Private Cloud: Cloud provider is responsible only for the infrastructure and not for the control. Same as section of shared data center being partitioned for use by specific customer.
Internal Cloud: Cloud services provided by the IT department of an enterprise from the company’s own data centers.
Community Cloud: Shares infrastructure between several organizations from a specific community with common concerns.
Hybrid Cloud: A composition of two or more clouds (private, community or public) that remain unique entities but are bound together, offering benefits of multiple deployment models.
Adoption Accelerators
Although cloud computing generates lots of excitement these days, it’s not a new idea, People have been able to use someone else’s software on their systems for a long time. What has made cloud computing so popular now is a combination of technological advances and a change in mindset. The adoption of Web browsers as a standard user interface and increased Internet bandwidth have really made the dramatic rise possible. You don’t need to install anything on anyone’s computer to work with the cloud, because a Web browser is already in place. Cloud computing has accelerated mainly because of the adoption of virtualization, specifically server virtualization.

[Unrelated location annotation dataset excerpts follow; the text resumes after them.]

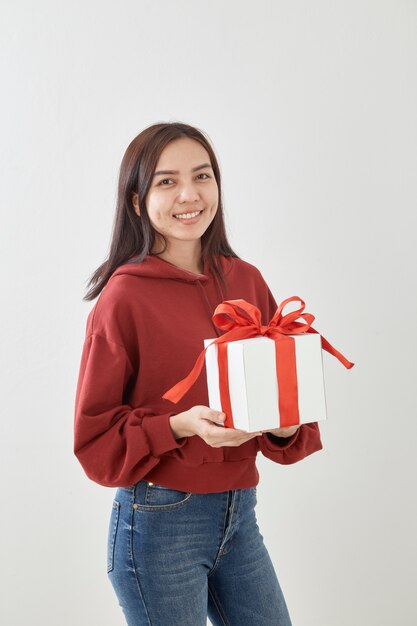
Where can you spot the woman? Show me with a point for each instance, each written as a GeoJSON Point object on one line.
{"type": "Point", "coordinates": [183, 540]}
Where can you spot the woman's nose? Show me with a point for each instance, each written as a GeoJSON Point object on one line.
{"type": "Point", "coordinates": [188, 192]}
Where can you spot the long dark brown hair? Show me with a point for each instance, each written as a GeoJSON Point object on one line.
{"type": "Point", "coordinates": [134, 236]}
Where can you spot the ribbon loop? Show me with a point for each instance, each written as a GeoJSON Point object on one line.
{"type": "Point", "coordinates": [244, 323]}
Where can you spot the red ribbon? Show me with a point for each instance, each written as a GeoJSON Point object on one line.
{"type": "Point", "coordinates": [249, 325]}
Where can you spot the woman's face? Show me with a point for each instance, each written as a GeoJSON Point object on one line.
{"type": "Point", "coordinates": [183, 183]}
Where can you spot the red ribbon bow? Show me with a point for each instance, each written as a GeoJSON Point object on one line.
{"type": "Point", "coordinates": [249, 325]}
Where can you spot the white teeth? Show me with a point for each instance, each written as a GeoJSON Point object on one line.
{"type": "Point", "coordinates": [187, 215]}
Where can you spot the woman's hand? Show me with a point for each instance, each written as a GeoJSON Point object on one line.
{"type": "Point", "coordinates": [287, 431]}
{"type": "Point", "coordinates": [208, 424]}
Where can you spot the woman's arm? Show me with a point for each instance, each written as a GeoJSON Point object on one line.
{"type": "Point", "coordinates": [115, 443]}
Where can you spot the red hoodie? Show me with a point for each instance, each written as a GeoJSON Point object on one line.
{"type": "Point", "coordinates": [143, 335]}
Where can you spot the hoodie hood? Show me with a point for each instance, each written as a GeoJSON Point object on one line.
{"type": "Point", "coordinates": [156, 267]}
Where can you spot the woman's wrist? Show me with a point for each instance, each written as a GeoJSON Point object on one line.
{"type": "Point", "coordinates": [177, 426]}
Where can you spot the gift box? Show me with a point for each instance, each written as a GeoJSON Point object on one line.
{"type": "Point", "coordinates": [263, 376]}
{"type": "Point", "coordinates": [254, 388]}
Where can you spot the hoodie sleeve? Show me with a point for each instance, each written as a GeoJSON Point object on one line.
{"type": "Point", "coordinates": [305, 441]}
{"type": "Point", "coordinates": [116, 444]}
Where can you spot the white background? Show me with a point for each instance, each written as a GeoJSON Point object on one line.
{"type": "Point", "coordinates": [311, 107]}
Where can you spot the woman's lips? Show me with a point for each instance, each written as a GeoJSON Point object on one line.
{"type": "Point", "coordinates": [190, 220]}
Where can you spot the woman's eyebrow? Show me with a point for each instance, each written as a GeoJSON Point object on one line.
{"type": "Point", "coordinates": [194, 169]}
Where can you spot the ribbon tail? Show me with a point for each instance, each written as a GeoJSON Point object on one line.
{"type": "Point", "coordinates": [175, 393]}
{"type": "Point", "coordinates": [329, 348]}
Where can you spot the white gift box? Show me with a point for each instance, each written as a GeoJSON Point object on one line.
{"type": "Point", "coordinates": [253, 384]}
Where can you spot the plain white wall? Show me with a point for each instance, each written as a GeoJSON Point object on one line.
{"type": "Point", "coordinates": [311, 107]}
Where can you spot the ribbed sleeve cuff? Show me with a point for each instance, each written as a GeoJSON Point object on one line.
{"type": "Point", "coordinates": [281, 443]}
{"type": "Point", "coordinates": [159, 434]}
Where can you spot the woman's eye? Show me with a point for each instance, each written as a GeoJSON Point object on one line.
{"type": "Point", "coordinates": [164, 180]}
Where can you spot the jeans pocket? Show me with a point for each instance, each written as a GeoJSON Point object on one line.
{"type": "Point", "coordinates": [159, 498]}
{"type": "Point", "coordinates": [111, 536]}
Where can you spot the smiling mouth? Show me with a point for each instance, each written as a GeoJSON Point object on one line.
{"type": "Point", "coordinates": [187, 216]}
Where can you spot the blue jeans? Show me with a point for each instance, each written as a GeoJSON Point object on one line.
{"type": "Point", "coordinates": [174, 558]}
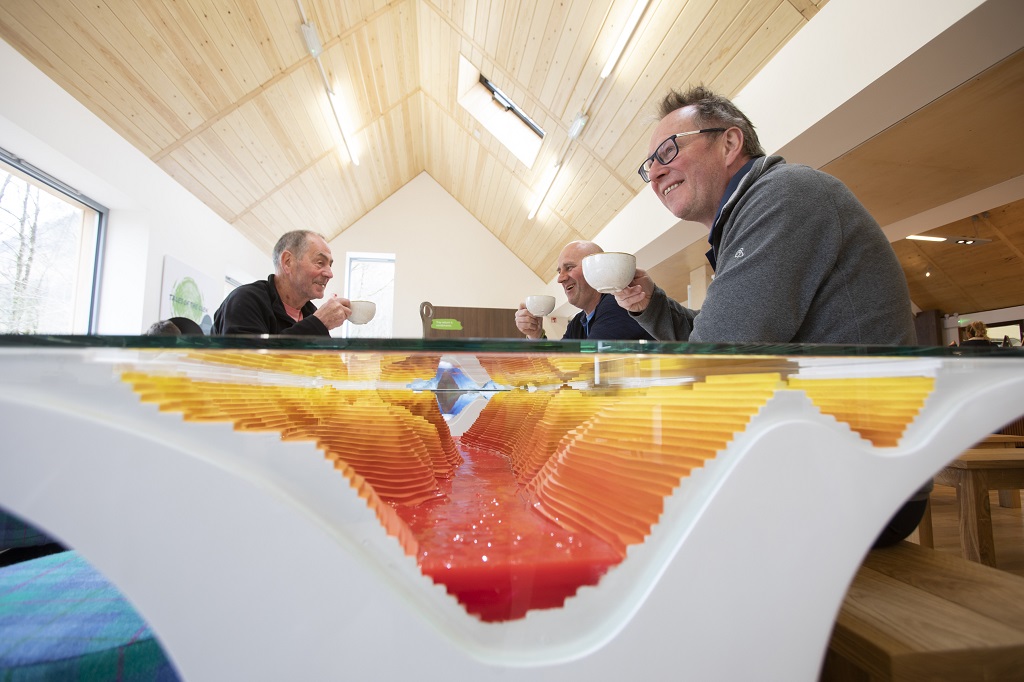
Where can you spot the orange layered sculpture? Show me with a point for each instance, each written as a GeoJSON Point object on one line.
{"type": "Point", "coordinates": [548, 488]}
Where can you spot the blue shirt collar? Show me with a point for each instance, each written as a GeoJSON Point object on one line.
{"type": "Point", "coordinates": [729, 190]}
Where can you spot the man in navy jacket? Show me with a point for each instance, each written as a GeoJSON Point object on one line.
{"type": "Point", "coordinates": [281, 304]}
{"type": "Point", "coordinates": [600, 316]}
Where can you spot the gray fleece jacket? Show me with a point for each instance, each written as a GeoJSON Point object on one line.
{"type": "Point", "coordinates": [800, 260]}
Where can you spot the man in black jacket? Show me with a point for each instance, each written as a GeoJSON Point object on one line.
{"type": "Point", "coordinates": [600, 315]}
{"type": "Point", "coordinates": [281, 304]}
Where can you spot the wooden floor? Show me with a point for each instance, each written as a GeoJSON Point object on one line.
{"type": "Point", "coordinates": [1008, 529]}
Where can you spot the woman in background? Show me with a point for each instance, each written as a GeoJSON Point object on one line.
{"type": "Point", "coordinates": [977, 335]}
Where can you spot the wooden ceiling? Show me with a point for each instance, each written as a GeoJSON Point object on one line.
{"type": "Point", "coordinates": [224, 96]}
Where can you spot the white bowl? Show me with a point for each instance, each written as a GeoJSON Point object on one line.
{"type": "Point", "coordinates": [540, 305]}
{"type": "Point", "coordinates": [363, 311]}
{"type": "Point", "coordinates": [610, 271]}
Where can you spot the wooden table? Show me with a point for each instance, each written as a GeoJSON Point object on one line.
{"type": "Point", "coordinates": [974, 473]}
{"type": "Point", "coordinates": [1000, 440]}
{"type": "Point", "coordinates": [914, 613]}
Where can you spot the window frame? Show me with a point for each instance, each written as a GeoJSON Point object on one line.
{"type": "Point", "coordinates": [69, 194]}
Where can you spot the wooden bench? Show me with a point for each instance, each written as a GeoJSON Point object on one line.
{"type": "Point", "coordinates": [974, 473]}
{"type": "Point", "coordinates": [916, 613]}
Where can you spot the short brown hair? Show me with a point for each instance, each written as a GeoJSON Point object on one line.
{"type": "Point", "coordinates": [713, 111]}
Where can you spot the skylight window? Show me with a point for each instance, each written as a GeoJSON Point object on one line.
{"type": "Point", "coordinates": [496, 112]}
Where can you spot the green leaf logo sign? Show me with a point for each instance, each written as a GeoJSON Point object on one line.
{"type": "Point", "coordinates": [445, 324]}
{"type": "Point", "coordinates": [186, 299]}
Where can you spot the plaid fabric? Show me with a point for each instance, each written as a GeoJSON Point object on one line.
{"type": "Point", "coordinates": [61, 620]}
{"type": "Point", "coordinates": [15, 533]}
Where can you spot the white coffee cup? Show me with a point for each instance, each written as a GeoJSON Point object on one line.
{"type": "Point", "coordinates": [363, 311]}
{"type": "Point", "coordinates": [610, 271]}
{"type": "Point", "coordinates": [540, 305]}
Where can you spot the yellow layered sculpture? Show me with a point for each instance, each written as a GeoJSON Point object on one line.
{"type": "Point", "coordinates": [879, 409]}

Virtualization: Virtualization software is used to run multiple Virtual Machines on a single physical server to provide same functions as multiple physical machines. The virtualization software (known as hypervisor) performs the abstraction of the hardware to individual VMs. Hypervisor supports running of multiple VMs and schedules the VMs and provides them a unified and consistent access to CPU, memory and I/O resources on physical machine. VM Migration allows to move an entire VM from one machine to another and continue operation of the VM on the second machine. This is an advantage unique to virtualized environments.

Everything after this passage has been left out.